死にぞこないの唄

一度死にかけて帰ってきました。

入院日記

*入院していた時に書いた日記です。その日その日あったことをダラダラと書いたものですので、細かい突っ込みはご遠慮ください。

 八月某日

涙が止まらない。生きることを考えると苦しくてたまらない。
ちゃんと生きたい、大人になりたい。
このまま年だけ取っていくのかと思うと怖くてたまらない。
二十歳くらいの時も同じことを考えて怖かった。10年以上も経つのに何も変わらない。私は一体何をしてきたのだろう。全ては自分のせいなのだから、余計悔しい。
作業療法士の方に、退院後の仕事について話す。
「ペットボトルの仕分けとかどうですか」
と言われた。発達障害者や精神病の人間にはそんな底辺な仕事しかないんだろうか? えり好みをする権利もないんだろうか? 悲しくなった。
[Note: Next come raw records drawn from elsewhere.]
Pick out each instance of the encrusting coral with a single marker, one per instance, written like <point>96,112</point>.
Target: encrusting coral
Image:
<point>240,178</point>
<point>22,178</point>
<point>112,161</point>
「モンスター」という映画を思い出した。主人公のアイリーン・ウォルノスは12歳の時から売春婦をやっていて、まともな教育も仕事もしていない。セルヴィーという同性愛者と出会い、彼女のためにまともな職に就こうとするが、やはり「底辺」の仕事しかない、彼女だって別に娼婦になろうとして娼婦になったわけじゃない。小さな頃から暴力を受け、家族を食べさせるためだ。ただレールから外れただけで「底辺」になってしまう。「アタマ」がおかしい人間には「底辺」しか用意されていないんだろうか。こう言ったら、「頑張ればなんとかなるよ」と言われるかもしれない。でも、「普通の人」が「普通」に手に入れる幸せを、病気になったとか、目に見えない障害があるだとか、頑張るべき時に頑張らなかっただとか、ちょっと「失敗」しただけで死ぬほど頑張らないといけないんだろう? 所詮レールから外れて、そこに戻れない悔しさや辛さを味わったことのない人間の言うことなんて空虚だ。

八月某日

27・8の時に死んでおけばよかった。あの頃にしんでおけば、こんな惨めな姿を晒すこともなかったのに。
今死にたいとは思わないけれど、「なんで生きてるんだろう?」という気持ちがある。生きていても辛い。

八月某日

母が見舞いに来る。ジュースを買ってもらい、お菓子を食べる。他愛のないことを喋るが、気晴らしになる。夜にまた電話したら、昨日に比べて声が元気だと言われた。
昨日の晩、同じ病室に入院していた人が、失禁してせん妄状態になったらしく、保護室に連れて行かれた。正直、ブツブツ言ったり、泣いたりして、鬱陶しかったから助かった。ドアを開けっ放しにして外の音が入ってきてうるさくされたし。
私も昨日、叫びたくなって、頭で壁を叩きそうになったが、しなくて良かった。してたら保護室行きだっただろうから。